Regeneration of the epidermis after injury relies on skin follicle stem cells and HFSCs, whose growth and differentiation are tightly regulated so that tissue structure is preserved without overgrowth. A recent study showed that the SEPT4 splice variant ARTS (SEPT4_v2) is specifically expressed in HFSCs (Fuchs et al., 2013). Hair follicle bulges in mice lacking Sept4/ARTS are morphologically normal, but contain twice as many CD34+ progenitor cells (Fuchs et al., 2013). Sept4/ARTS-deficient CD34+ cells grow faster in culture without feeder cells and are highly resistant to pro-apoptotic stimuli, suggesting that SEPT4/ARTS restricts HFSC proliferation (Fuchs et al., 2013). Remarkably, wound recovery in Sept4/ARTS-deficient mice is extraordinarily fast. Sept4/ARTS has previously been shown to promote apoptosis by targeting XIAP, an inhibitor of apoptosis, for degradation (Larisch et al., 2000). HFSCs from mice deficient in both SEPT4/ARTS and XIAP showed reduced wound repair (Fuchs et al., 2013), supporting the hypothesis that SEPT4/ARTS-mediated apoptosis can limit stem cell growth.

Conclusion

Septins constitute a large family of GTP-binding proteins with ubiquitous and tissue-specific patterns of expression. Septins assemble into hetero-oligomers and polymers, whose subunit composition varies depending on developmental stage and cell type. By regulating the spatial organization of membrane and cytoplasmic proteins, septins are essential for the morphogenesis and physiological functions of many cell types of the human body. For several tissues and organs, the identity of septin complexes remains unknown, but a number of septin-specific interactions suggest that septins fulfill tissue-specific functions. In the future, the challenge lies in identifying the septin complexes of most tissues and organs, and determining how they function. This will be an important step toward understanding how alterations in septin expression contribute to the pathogenesis of specific diseases. Male infertility, neuromuscular, and bleeding disorders are genetically linked to septin mutations and deletions. Alterations in septin expression are common in many cancers and neurodevelopmental disorders (e.g., Down syndrome, schizophrenia), and septins have been found in the neurofibrillary tangles and Lewy bodies of Alzheimer’s and Parkinson’s brains. Despite this knowledge, the precise role of septins, if any, remains unknown for many of these diseases. Alterations in septin localization and expression have been used as infertility and cancer biomarkers; however, therapeutic treatments that target septins or use septin-derived peptides are yet to be developed. New exciting research shows that septins play key regulatory roles in the proliferation of stem cells. Thus, the study of septins can provide valuable insights into the emerging field of regenerative medicine while paving the way for new diagnostics and treatments of human disease.

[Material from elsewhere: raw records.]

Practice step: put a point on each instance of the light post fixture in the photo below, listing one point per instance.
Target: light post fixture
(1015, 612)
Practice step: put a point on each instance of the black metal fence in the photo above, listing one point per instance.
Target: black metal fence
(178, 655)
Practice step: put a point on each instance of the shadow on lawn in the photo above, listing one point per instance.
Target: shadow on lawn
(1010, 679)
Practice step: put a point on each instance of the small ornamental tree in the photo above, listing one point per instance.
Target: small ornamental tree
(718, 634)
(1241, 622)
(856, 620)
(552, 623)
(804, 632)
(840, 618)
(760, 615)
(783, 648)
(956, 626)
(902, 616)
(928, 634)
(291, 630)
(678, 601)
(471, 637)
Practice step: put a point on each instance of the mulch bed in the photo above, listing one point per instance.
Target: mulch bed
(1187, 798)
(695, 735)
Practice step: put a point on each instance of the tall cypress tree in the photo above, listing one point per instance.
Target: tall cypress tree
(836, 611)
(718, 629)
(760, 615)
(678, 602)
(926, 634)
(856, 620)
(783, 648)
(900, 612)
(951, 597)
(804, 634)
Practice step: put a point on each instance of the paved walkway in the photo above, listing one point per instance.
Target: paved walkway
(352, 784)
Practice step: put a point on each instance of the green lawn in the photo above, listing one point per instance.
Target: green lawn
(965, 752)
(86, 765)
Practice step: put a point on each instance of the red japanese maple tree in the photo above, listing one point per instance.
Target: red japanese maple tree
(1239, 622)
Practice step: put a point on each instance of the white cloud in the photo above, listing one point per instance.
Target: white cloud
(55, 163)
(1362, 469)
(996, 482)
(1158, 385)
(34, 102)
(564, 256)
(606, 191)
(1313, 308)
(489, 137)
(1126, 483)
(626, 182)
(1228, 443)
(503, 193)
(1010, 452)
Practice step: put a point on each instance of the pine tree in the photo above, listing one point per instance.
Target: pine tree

Corresponding author: Elias T. Spiliotis, Department of Biology, Drexel University, 3245 Chestnut Street, Philadelphia, PA 19104, USA, e-mail:

About the authors

Lee Dolat

Lee Dolat received his Bachelor of Science in Molecular and Cell Biology from the University of Connecticut and worked as a research technician at 454 Life Sciences (Roche Diagnostics) and the Center for Computational and Integrative Biology at Massachusetts General Hospital (Harvard Medical School). Lee Dolat is a PhD graduate student in the laboratory of Elias Spiliotis in the Department of Biology at Drexel University. Lee Dolat is interested in understanding how septins function in cell motility and actin organization.

Qicong Hu

Qicong Hu graduated from the University of Sciences and Technology of China with a BS in Biological Sciences and joined the Biological Sciences PhD program at Stanford University. In the laboratory of James Nelson, Qicong Hu worked together with Elias Spiliotis on forchlorfenuron, a septin-targeting compound, and investigated the role of septins in the biogenesis and membrane organization of the primary cilium. Since 2012, Qicong Hu works as a consultant at the Boston Consultant Group.

Elias T. Spiliotis

Elias Spiliotis received his Bachelor of Science in Biology from Boston College with the distinctions of summa cum laude and Scholar of the College. Following his PhD studies with Michael Edidin at the Johns Hopkins University, Elias Spiliotis received a post-doctoral fellowship from the Jane Coffin Childs Memorial Fund for Medical Research and joined the lab of cell biologist James Nelson at Stanford University, where he began investigating the role of septins in microtubule-dependent functions. Currently, Elias Spiliotis is an Assistant Professor in the Department of Biology and the Director of the Drexel Biology Graduate Program and Cell Imaging Center.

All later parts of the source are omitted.